NDSのレプリケーションでは、サーバファイルシステムの障害対策は提供されません。NDSオブジェクトに関する情報のレプリカだけが作成されます。ファイルシステムの障害対策には、TTSTM(Transaction Tracking SystemTM)、ディスクのミラーリング/二重化、RAID、またはNRS(Novell Replication ServicesTM)を使用します。

バインダリサービスを提供するNetWareサーバでは、マスタレプリカ、または読み書き可能レプリカが必要になります。

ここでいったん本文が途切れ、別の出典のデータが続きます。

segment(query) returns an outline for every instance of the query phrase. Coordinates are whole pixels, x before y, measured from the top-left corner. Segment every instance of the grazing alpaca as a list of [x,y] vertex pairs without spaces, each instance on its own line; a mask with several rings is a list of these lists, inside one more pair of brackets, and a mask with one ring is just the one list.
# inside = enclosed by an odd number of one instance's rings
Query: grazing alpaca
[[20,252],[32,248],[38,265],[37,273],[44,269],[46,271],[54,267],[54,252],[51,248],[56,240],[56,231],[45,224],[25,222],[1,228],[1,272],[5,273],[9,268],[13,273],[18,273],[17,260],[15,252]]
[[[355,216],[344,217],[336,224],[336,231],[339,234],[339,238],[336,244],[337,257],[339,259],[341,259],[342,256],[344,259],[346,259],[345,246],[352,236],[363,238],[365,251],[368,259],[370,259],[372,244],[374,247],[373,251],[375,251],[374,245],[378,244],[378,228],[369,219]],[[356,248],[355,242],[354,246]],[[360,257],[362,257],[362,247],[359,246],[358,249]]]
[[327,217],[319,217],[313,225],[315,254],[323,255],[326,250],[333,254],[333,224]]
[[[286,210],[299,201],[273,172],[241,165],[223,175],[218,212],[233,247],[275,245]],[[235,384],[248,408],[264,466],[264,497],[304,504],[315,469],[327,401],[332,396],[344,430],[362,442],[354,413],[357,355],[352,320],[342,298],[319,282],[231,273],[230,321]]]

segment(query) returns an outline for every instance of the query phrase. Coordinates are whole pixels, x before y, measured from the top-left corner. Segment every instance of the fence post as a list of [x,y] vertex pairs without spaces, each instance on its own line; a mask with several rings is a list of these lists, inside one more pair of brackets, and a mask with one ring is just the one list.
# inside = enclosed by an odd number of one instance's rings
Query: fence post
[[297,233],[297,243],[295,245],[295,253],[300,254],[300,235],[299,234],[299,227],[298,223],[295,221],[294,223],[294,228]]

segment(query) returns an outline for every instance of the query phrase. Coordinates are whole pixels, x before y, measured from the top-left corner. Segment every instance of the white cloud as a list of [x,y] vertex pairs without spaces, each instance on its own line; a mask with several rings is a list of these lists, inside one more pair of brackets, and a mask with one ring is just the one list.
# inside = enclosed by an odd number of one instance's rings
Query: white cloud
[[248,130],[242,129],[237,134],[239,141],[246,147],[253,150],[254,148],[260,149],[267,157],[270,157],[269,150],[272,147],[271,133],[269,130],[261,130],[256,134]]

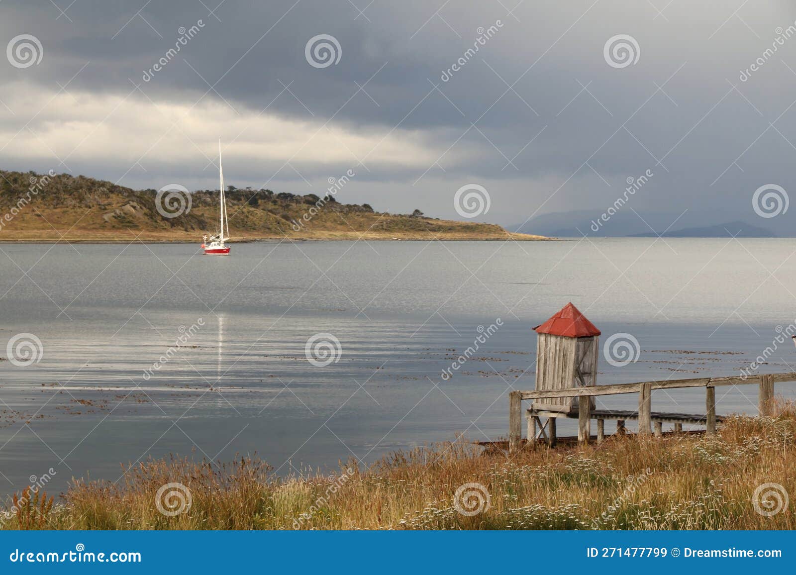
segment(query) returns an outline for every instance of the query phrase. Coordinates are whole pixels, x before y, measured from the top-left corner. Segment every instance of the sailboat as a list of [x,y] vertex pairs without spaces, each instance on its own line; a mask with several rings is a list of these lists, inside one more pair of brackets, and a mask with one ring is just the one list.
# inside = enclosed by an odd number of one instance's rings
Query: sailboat
[[[201,247],[205,248],[205,256],[228,256],[229,246],[224,242],[229,239],[229,222],[227,221],[227,198],[224,194],[224,170],[221,169],[221,139],[218,139],[218,175],[221,181],[220,190],[220,231],[215,235],[210,236],[210,243],[207,243],[207,236],[204,236],[204,241]],[[226,235],[224,235],[226,234]]]

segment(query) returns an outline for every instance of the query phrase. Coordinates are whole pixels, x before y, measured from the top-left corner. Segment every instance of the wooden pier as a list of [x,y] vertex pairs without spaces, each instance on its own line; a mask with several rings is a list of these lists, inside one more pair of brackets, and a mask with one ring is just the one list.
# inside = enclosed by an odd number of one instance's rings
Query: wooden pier
[[[605,439],[606,420],[616,420],[618,433],[625,432],[626,421],[638,421],[638,433],[663,434],[664,424],[673,424],[675,432],[681,432],[683,424],[704,425],[705,432],[715,433],[718,424],[724,417],[716,414],[716,388],[726,385],[758,385],[758,409],[761,416],[771,416],[774,399],[774,385],[786,381],[796,381],[796,372],[786,374],[766,374],[750,377],[696,377],[694,379],[663,380],[657,381],[642,381],[638,383],[620,383],[607,385],[589,385],[569,389],[540,389],[534,391],[513,391],[509,393],[509,451],[519,451],[524,443],[535,445],[542,439],[548,445],[556,443],[556,420],[559,417],[578,420],[578,442],[588,443],[591,438],[591,420],[597,421],[598,442]],[[704,388],[705,413],[674,413],[652,411],[652,392],[656,389],[680,389],[686,388]],[[638,393],[638,410],[595,409],[591,407],[591,398],[603,395],[621,393]],[[522,439],[522,401],[523,400],[542,400],[543,405],[550,398],[578,399],[577,409],[569,411],[555,411],[534,408],[533,405],[525,411],[528,427],[528,440]],[[543,421],[543,420],[545,420]],[[654,431],[653,430],[654,425]]]

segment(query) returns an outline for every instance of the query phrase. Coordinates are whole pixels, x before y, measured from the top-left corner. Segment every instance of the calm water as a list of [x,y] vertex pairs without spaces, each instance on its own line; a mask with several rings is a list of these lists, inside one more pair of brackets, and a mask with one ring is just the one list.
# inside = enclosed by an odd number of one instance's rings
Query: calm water
[[[497,439],[507,391],[534,386],[531,328],[568,301],[601,341],[638,342],[629,365],[600,358],[603,383],[737,374],[796,318],[792,240],[274,242],[231,257],[197,247],[0,244],[0,356],[20,333],[43,350],[31,365],[0,362],[0,493],[49,467],[54,490],[72,476],[115,481],[120,463],[169,453],[256,452],[286,474],[459,432]],[[326,366],[306,357],[318,333],[340,342]],[[789,364],[790,342],[761,371]],[[756,412],[754,386],[717,400],[720,413]],[[653,402],[704,409],[698,390]]]

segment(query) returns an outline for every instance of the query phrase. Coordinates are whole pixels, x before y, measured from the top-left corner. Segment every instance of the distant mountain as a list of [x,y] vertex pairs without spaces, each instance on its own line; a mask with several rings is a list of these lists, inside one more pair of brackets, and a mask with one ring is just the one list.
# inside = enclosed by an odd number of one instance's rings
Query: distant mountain
[[[633,233],[630,237],[657,237],[658,234]],[[665,232],[661,237],[776,237],[776,234],[757,225],[747,224],[745,221],[730,221],[717,225],[706,225],[700,228],[683,228],[674,231]]]
[[[534,216],[527,222],[506,225],[511,232],[539,233],[551,237],[653,237],[663,230],[668,237],[726,237],[726,227],[733,233],[740,232],[740,237],[796,237],[796,209],[774,217],[759,217],[750,209],[739,213],[721,205],[690,209],[680,212],[645,211],[640,208],[633,211],[626,205],[605,219],[602,211],[574,209]],[[683,209],[685,209],[684,206]],[[750,224],[744,220],[753,221]],[[607,220],[607,221],[606,221]]]
[[600,215],[594,209],[555,212],[534,216],[525,224],[506,225],[505,228],[511,232],[540,233],[550,237],[580,237],[583,235],[589,237],[624,237],[635,233],[651,233],[653,229],[665,229],[675,221],[685,225],[699,223],[699,221],[683,221],[685,216],[677,220],[681,212],[640,213],[642,217],[639,217],[626,209],[612,215],[608,221],[600,221]]

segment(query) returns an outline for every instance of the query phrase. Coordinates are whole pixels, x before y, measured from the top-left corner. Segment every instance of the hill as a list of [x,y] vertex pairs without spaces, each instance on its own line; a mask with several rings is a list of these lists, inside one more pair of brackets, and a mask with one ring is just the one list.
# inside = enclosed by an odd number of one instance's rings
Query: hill
[[[232,241],[291,240],[544,240],[494,224],[379,213],[334,194],[228,186]],[[184,206],[184,207],[181,207]],[[218,191],[135,190],[67,174],[0,170],[0,241],[200,241],[217,231]],[[174,215],[174,214],[177,215]]]

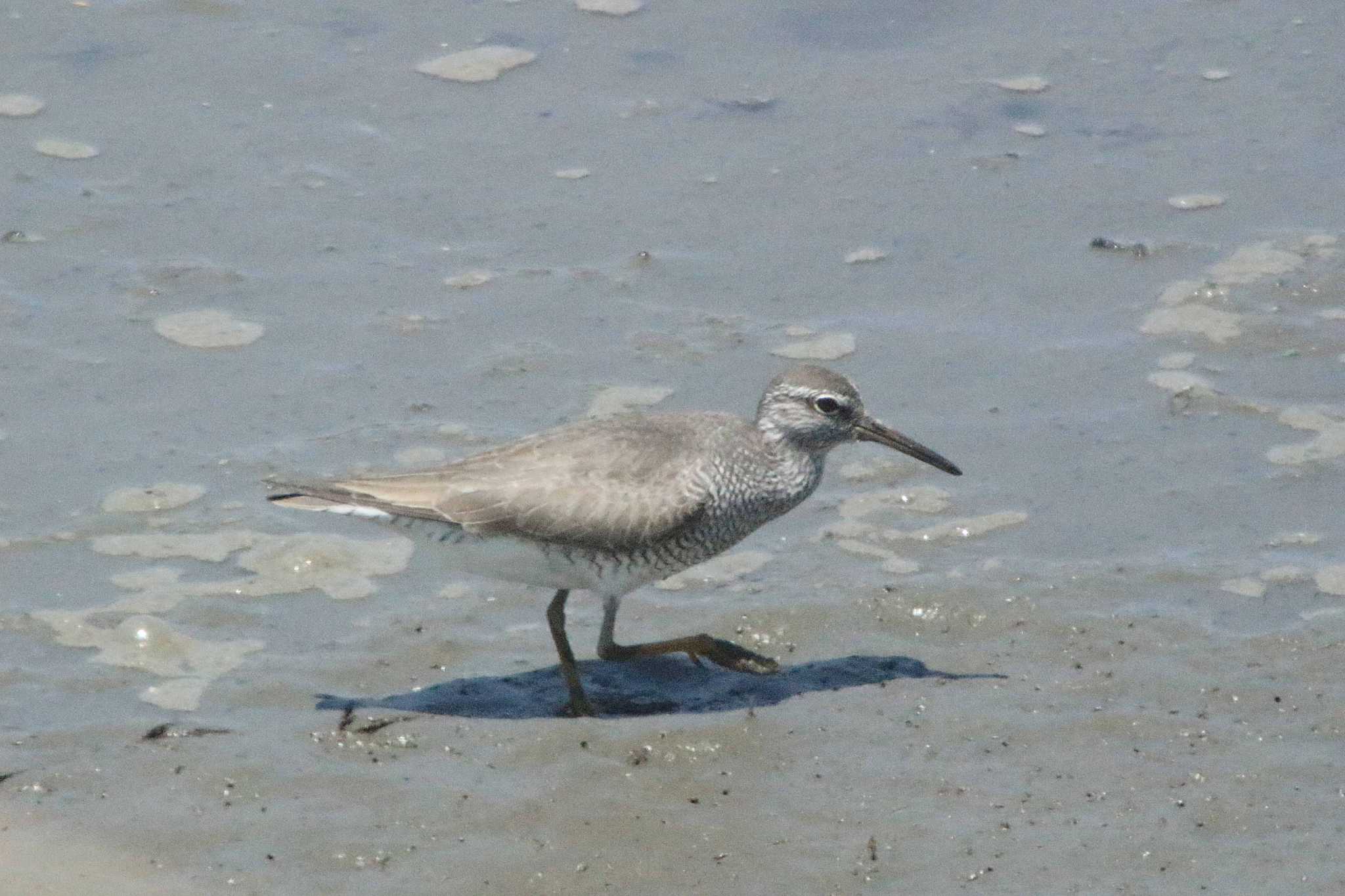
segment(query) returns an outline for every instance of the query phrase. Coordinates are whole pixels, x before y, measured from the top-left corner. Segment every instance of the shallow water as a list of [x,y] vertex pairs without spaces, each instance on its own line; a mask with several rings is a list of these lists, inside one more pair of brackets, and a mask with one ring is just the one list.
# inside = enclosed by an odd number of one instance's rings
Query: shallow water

ユーザがWAN経由でNDS情報に定期的にアクセスしている場合は、必要な情報を含んだレプリカをサーバに配置し、ユーザがローカルでアクセスできるようにすることで、アクセス時間とWANトラフィックを減らすことができます。

LANにおいても、ある程度は同じことが当てはまります。ネットワーク上の複数のサーバにレプリカを分散すると、情報は、通常、最も近くにある使用可能なサーバから取得されます。


レプリカのタイプ

NDSでは、図 21に示すレプリカのタイプがサポートされます。

図 21


マスタレプリカ

デフォルトでは、ネットワークの最初のNDSサーバが、マスタレプリカを保持します。マスタレプリカは、各パーティションに同時に1つだけ存在します。別のレプリカを作成すると、デフォルトで読み書き可能レプリカになります。パーティションの詳細な説明については、パーティションを参照してください。

マスタレプリカを保持しているサーバを1〜2日以上ダウンさせる場合は、読み書き可能レプリカのうち1つをマスタレプリカにすることができます。オリジナルのマスタレプリカは、自動的に読み書き可能レプリカになります。

ネットワーク上にマスタレプリカがない場合、NDSで新しいレプリカやパーティションの作成などの操作を行うことはできません。


読み書き可能レプリカ

NDSでは、読み書き可能レプリカおよびマスタレプリカのオブジェクト情報にアクセスし、変更することができます。すべての変更内容は、自動的に全レプリカに伝えられます。

WANリンクの通信速度が遅い場合やルータが使用中の場合など、ネットワークインフラストラクチャに遅延が起きてユーザへのNDSの反応が遅い場合は、必要なユーザの近くに読み書き可能レプリカを作成することができます。読み書き可能レプリカは、サーバにいくつでも作成できますが、レプリカが増えると、お互いに同期を取るためにトラフィックの量が増加します。


読み込み専用レプリカ

読み込み専用レプリカは、マスタレプリカと読み書き可能レプリカからの同期更新は受け入れますが、クライアントからの直接の変更は受け入れません。


フィルタ済み読み書き可能レプリカ

フィルタ済み読み書き可能レプリカには、フィルタ済みオブジェクトセットまたはオブジェクトクラスが、これらのオブジェクトのフィルタ済み属性セットおよび値とともに格納されます。このレプリカの内容は、ホストサーバのレプリケーションフィルタが指定するNDSオブジェクトおよびプロパティのタイプに制限されます。ユーザはレプリカの内容を読み取ったり、変更することができ、NDSは選択されたオブジェクト情報にアクセスしたり、変更することができます。選択された変更内容は、自動的に全レプリカに伝えられます。

フィルタ済みレプリカの場合、サーバごとにフィルタを1つだけ指定できます。つまり、あるサーバで定義されているフィルタは、そのサーバ上のすべてのフィルタ済みレプリカに適用されます。フィルタ済みレプリカは、サーバにいくつでも作成できますが、レプリカが増えると、同期を取るためのトラフィックの量が増加してしまいます。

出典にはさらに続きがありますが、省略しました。